What she really wanted to do at that time though was sculpt, like her mother. So having been accepted at St Martin's School Of Art she moved up to London, keeping her latest, self-named three-piece group going as a sideline. Life in the big city proved a mixed blessing. After only their third gig at a pub in West Hampstead, PJ Harvey were taken up a highly fashionable independent label, Too Pure, and long before the album called Dry appeared to rave reviews in 1992, companies with much larger chequebooks that Too Pure's were waving them in her direction. She duly signed to Island Records. Two things then happened: the fine art course got put on hold indefinitely, which wasn't a problem, and she broke up with her boyfriend, which was. The combination of this failed relationship - her first, "I was a late starter" - and the pressures of sudden and unexpected success drove her back to Dorset and to the edge of what she concedes might have been a nervous breakdown, "but I'd rather say I just got ill." It also led to a second album, titled, with autobiographical bitterness, Rid Of Me, which was full of jagged squalls of guitar noise and vocals that occasionally called to mind that gut-wrenching sound made by the devil in The Exorcist.

Two years on, the music and the woman who maps out every word and note of it herself exude a more quietly confident air. She dissolved the PJ Harvey trio last year, because of "personality differences", and now says that she doesn't "feel like I'm in a rock band", which she isn't. After she has written and recorded a song in her home studio she takes it to an informal jury which includes her parents and a few close friends. She won't countenance any changes or amendments but a firm thumbs down from any of them is enough to junk the track, and she pays close heed to her father's advice about which songs ought to be released as singles.

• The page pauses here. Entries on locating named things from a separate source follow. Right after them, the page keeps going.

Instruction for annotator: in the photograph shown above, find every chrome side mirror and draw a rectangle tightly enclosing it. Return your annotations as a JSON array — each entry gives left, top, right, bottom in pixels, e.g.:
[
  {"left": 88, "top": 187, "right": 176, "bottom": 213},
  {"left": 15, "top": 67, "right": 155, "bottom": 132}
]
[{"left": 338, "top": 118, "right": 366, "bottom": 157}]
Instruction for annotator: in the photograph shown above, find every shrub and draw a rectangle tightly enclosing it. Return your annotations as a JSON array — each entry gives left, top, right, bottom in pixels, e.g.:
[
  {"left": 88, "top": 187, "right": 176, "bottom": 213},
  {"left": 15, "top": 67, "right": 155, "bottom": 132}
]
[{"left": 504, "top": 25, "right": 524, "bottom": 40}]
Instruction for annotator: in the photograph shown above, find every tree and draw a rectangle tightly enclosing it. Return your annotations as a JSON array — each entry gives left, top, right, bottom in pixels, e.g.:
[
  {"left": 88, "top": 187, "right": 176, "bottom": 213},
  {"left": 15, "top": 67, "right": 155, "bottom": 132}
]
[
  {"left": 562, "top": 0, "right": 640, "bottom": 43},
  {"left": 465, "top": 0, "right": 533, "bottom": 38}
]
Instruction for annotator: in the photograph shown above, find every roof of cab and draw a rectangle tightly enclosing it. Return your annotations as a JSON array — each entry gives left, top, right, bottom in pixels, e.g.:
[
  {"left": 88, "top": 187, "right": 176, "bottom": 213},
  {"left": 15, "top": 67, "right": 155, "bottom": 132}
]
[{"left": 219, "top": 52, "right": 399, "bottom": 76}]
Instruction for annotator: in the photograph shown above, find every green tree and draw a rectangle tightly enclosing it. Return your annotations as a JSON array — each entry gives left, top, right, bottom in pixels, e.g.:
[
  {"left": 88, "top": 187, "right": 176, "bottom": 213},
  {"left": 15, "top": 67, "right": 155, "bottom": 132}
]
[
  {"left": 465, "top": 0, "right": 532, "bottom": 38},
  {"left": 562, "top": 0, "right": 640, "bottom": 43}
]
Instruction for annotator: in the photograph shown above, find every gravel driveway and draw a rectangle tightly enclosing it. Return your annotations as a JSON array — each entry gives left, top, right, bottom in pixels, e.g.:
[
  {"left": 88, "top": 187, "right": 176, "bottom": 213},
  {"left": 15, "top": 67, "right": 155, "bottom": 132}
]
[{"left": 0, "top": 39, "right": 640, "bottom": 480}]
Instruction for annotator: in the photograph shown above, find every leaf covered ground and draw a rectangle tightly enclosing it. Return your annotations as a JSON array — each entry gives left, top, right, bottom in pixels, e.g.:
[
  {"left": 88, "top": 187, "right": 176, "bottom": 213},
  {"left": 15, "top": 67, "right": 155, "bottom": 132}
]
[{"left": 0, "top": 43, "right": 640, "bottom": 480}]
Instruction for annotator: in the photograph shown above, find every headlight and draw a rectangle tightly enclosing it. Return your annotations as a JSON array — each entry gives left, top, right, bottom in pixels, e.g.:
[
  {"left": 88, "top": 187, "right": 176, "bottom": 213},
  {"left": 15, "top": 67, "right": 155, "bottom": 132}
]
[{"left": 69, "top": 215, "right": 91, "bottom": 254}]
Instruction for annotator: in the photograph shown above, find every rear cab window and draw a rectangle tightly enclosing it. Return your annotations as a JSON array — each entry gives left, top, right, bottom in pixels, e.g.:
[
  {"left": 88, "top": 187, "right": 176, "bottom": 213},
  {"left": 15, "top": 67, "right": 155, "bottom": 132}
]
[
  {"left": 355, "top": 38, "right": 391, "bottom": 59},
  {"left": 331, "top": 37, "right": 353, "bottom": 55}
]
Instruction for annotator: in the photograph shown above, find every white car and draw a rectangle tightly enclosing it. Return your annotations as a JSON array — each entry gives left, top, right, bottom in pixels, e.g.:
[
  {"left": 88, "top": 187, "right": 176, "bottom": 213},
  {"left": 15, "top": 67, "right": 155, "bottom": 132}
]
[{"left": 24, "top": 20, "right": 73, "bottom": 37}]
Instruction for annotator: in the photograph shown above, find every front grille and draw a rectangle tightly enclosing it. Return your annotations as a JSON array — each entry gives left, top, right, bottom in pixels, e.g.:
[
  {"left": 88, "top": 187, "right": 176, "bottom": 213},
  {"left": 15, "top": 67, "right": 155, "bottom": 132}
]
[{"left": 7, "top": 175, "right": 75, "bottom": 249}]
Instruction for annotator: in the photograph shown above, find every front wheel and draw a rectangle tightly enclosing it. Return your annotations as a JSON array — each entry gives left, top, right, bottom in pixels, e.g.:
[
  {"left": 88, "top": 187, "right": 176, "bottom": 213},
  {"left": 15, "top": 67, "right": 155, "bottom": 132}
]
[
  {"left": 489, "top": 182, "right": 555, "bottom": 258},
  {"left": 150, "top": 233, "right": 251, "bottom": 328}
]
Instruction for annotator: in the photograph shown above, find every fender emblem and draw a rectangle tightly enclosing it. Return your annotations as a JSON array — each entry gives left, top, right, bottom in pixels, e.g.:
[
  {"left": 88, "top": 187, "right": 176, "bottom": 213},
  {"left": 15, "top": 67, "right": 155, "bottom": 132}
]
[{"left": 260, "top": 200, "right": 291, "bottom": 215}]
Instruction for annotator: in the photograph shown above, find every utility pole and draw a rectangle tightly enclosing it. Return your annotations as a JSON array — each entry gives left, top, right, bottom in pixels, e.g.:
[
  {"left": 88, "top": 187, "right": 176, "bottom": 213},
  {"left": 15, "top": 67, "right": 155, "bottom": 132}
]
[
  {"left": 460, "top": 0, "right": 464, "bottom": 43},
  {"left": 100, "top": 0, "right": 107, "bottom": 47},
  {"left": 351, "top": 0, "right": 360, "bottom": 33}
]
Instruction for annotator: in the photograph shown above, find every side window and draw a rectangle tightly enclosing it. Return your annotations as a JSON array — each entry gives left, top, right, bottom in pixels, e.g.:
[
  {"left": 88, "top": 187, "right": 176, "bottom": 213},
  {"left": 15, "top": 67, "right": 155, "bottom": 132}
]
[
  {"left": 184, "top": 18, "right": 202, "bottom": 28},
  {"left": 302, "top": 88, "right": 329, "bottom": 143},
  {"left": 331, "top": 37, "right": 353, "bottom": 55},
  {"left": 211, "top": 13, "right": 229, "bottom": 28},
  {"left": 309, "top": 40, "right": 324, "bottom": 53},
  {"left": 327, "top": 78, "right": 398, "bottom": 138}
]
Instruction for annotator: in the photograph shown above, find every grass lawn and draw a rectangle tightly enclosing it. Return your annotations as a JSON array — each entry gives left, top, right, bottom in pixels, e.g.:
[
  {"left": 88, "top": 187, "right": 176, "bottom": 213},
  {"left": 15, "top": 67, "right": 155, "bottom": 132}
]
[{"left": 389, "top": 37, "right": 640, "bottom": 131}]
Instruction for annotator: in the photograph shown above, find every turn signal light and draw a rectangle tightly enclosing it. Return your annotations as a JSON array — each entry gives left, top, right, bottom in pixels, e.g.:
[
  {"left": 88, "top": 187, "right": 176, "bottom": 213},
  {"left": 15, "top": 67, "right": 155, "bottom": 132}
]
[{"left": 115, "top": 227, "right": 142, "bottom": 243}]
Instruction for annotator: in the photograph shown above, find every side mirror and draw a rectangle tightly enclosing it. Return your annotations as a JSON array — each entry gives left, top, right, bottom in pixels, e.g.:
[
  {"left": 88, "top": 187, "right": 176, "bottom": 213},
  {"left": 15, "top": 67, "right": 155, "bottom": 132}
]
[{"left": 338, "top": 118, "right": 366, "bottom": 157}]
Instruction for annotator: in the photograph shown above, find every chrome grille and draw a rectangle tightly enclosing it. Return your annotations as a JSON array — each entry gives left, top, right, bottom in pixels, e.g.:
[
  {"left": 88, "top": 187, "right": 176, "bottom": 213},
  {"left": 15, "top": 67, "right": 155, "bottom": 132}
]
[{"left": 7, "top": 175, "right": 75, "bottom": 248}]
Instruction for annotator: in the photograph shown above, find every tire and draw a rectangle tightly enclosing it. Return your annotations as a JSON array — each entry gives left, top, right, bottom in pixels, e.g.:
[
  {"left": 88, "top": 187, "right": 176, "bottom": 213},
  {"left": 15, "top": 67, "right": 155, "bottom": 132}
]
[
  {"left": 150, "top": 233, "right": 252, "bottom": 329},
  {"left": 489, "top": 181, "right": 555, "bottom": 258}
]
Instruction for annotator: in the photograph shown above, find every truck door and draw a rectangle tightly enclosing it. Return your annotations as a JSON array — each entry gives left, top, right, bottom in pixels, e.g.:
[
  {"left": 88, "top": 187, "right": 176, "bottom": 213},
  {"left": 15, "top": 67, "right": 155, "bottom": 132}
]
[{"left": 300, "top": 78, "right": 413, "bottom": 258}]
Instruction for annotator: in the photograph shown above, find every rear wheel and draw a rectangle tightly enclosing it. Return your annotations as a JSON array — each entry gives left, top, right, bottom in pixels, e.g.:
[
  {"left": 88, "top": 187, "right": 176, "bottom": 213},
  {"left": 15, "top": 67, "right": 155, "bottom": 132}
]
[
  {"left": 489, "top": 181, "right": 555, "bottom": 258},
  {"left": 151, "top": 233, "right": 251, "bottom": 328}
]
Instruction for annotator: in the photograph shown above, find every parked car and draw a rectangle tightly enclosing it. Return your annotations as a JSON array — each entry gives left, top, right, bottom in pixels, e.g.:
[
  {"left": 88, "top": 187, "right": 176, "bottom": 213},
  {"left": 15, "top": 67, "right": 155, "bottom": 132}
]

She works obsessively, and at present there doesn't seem to be much time for a life for Polly away from the business of being PJ. When she's on the road, which she will be from now until next February, "I'm very boring, I go to bed early, don't smoke, don't drink." She says she missed the hand-rolled Golden Virginia and the cognac, "but they can wait". The last proper holiday she took was two years ago, when she and her mother flew to Barbados and lay in the sun, but she has no plans to jet off anywhere exotic when the current tour ends next year. Home in Dorset with her chickens, goats and four-wheel-drive Land Rove is where she longs to be: "Spending more time there is what I'm actually working towards. I love my home. It's a big old barn with high ceilings and stone walls, good for singing. And it's got a 50ft well in the kitchen floor." She giggles. "Oh yes. The girl who sings about drowning babies has got a well in her kitchen. Doesn't that sound idyllic?"